Stock image
Trinity Metro has started a new public transit initiative called A Better Connection. Over the past year, the project has led outreach gathering local feedback to help develop and redesign a new network of bus routes.
According to Trinity Metro, the project's goal is to redesign the bus network and make it more useful to more people — not by looking at one route at a time but all of them together to determine how a better network structure can continually be used in the future.
“The project is to be able to make improvements to the network quickly; it’s not a planned 20-year project,” says Christof Spieler, director of planning at Huitt-Zollars, an engineering firm working with Trinity Metro on the initiative. Spieler was also on the board of Houston Metro and helped redesign more frequent services and connections for routes, implemented in 2015.
The plan includes a three-stage outreach process. The first stage took place earlier this year, when Trinity Metro planned public meetings and surveys asking about tradeoffs and fundamental choices within the system.
“For example, we asked them, is it better to walk long distances to stops where the wait isn’t long? Or is a short walk to a bus that comes less often better?” Spieler says. “Every transit agency has to confront these issues, but because we don’t have money to do everything, we have to make harder decisions making sure everyone's needs are being met with limited resources.”
So far, there are three main proposals: One simplifies the current offerings, adding more evening and weekend service, making the service more frequent, and expanding routes. The second alternative builds on the first, eliminating routes that are within walking distance of other routes and using those resources to make other routes more frequent. The third alternative, also building on the first, replaces hourly neighborhood routes with ZipZone on-demand service, which lets a rider request a ride via their mobile device if the starting point and destination are within the same zone.

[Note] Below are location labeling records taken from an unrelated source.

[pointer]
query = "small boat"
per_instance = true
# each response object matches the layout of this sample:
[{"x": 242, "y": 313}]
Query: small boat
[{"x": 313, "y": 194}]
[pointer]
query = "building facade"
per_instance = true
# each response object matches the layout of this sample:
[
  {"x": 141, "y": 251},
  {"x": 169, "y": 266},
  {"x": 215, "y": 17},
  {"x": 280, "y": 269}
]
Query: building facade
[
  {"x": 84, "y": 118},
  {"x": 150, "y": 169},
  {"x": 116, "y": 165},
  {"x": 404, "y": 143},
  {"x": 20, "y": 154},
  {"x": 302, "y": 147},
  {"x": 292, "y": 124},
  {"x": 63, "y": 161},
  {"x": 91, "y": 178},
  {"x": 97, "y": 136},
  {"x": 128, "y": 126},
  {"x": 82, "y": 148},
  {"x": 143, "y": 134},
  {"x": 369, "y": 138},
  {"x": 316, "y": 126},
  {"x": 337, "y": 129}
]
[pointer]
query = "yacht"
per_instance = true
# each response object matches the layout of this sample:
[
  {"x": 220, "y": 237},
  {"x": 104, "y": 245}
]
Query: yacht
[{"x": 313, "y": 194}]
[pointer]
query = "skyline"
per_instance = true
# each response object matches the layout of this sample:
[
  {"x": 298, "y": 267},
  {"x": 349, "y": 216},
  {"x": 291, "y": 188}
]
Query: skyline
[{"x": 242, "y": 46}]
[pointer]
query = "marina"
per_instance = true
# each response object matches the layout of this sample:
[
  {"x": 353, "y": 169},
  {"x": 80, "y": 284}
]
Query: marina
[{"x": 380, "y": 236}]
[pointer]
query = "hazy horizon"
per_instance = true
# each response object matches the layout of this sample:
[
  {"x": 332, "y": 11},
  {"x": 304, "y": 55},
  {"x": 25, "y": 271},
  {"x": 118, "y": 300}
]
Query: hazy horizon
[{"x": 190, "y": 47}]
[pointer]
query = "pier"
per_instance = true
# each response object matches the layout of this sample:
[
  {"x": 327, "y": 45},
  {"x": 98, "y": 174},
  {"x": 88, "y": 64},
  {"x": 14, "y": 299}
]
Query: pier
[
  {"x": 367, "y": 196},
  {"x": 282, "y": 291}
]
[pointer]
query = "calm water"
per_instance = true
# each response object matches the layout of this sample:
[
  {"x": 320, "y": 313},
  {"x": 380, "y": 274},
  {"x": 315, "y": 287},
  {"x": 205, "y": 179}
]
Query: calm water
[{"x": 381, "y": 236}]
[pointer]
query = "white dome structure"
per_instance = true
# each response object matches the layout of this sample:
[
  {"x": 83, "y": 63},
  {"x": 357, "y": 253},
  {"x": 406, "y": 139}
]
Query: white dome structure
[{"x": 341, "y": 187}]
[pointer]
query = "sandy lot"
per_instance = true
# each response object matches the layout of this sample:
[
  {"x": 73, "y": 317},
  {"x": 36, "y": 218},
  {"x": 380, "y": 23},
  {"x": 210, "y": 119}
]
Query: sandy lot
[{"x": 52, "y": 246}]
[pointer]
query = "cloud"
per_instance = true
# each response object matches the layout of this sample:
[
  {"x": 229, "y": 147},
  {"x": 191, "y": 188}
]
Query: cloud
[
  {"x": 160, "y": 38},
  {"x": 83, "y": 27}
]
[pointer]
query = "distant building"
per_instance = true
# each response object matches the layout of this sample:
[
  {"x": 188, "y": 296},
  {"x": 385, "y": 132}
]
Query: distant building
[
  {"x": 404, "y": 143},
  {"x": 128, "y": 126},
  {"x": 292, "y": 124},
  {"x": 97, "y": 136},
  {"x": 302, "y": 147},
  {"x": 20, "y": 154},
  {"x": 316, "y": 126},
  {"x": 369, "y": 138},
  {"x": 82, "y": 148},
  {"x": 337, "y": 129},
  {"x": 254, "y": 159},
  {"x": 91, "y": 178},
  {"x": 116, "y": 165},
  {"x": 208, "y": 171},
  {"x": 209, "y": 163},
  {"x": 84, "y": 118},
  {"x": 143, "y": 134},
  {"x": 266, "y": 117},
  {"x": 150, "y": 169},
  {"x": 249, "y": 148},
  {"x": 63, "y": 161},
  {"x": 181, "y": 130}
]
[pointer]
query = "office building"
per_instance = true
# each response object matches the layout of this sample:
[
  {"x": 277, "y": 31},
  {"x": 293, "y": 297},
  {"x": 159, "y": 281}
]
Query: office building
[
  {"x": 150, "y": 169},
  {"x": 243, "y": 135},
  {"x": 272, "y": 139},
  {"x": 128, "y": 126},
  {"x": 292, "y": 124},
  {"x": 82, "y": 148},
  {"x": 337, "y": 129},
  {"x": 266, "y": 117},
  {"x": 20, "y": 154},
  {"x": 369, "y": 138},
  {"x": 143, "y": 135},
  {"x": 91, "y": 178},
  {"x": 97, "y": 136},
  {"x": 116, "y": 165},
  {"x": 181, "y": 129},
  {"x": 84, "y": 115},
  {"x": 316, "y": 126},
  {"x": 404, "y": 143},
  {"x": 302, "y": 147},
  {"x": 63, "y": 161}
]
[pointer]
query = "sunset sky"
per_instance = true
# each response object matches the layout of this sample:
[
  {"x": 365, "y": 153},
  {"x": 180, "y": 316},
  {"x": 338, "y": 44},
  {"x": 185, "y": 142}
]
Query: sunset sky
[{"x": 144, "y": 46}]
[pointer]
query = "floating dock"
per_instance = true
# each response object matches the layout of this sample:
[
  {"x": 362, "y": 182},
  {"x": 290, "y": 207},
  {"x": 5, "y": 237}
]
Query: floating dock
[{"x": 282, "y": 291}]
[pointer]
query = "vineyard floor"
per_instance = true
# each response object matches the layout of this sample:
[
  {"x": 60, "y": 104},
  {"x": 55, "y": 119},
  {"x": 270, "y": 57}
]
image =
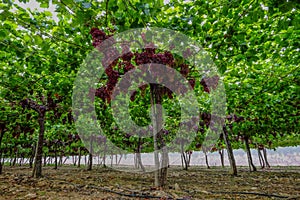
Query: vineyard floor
[{"x": 197, "y": 183}]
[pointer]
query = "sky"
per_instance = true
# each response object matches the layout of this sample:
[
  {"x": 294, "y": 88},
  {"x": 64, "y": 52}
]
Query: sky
[{"x": 33, "y": 4}]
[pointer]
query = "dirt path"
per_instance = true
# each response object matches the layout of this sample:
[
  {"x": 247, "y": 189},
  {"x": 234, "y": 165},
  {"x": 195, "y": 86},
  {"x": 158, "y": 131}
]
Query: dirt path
[{"x": 103, "y": 183}]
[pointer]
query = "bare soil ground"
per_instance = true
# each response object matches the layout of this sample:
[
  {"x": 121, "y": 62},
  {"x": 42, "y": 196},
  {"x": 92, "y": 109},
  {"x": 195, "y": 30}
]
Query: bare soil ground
[{"x": 103, "y": 183}]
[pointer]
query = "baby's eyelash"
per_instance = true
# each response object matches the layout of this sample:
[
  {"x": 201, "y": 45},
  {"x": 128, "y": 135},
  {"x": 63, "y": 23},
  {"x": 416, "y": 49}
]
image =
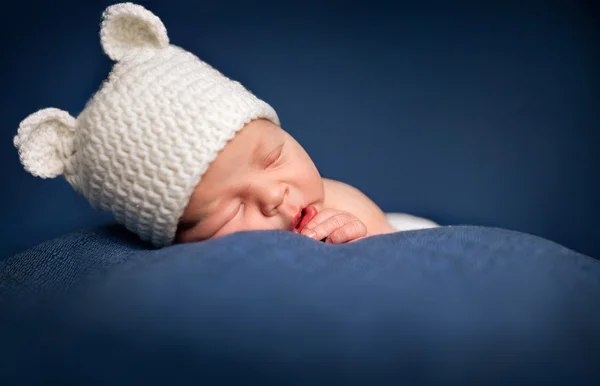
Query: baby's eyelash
[{"x": 273, "y": 156}]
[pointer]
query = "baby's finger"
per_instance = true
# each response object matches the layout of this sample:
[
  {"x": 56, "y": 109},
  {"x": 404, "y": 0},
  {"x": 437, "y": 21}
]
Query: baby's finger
[
  {"x": 319, "y": 218},
  {"x": 353, "y": 230},
  {"x": 330, "y": 225}
]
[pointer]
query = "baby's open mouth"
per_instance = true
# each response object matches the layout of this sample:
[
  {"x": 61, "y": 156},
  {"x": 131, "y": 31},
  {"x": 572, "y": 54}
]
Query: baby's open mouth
[{"x": 304, "y": 218}]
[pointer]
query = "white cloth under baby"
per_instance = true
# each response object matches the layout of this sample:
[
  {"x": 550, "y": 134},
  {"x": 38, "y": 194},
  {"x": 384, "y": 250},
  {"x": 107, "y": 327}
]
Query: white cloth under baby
[{"x": 407, "y": 222}]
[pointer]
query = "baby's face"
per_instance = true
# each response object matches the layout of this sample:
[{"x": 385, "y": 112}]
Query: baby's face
[{"x": 261, "y": 180}]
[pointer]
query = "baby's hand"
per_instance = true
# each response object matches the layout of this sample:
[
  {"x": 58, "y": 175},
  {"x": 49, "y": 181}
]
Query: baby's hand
[{"x": 335, "y": 226}]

“We’re extending some frequent services where we have high ridership and expansion of areas that aren’t covered,” Spieler says. “We’re looking at downtown routes, turning those into crosstown routes to better serve as connecting points. We’re seeing more rail connectivity in the Northside and at the Northside station.”
Trinity Metro continues to seek the feedback of riders as the agency hosts two more public forums via Facebook Live on Dec. 2 and 9.
“These kinds of networks evolve, and little changes get added on top of other little changes,” Spieler says. “When that happens, we get a network that gets messier. This is a chance to clean things up, and it’s a chance to rethink policy decisions.”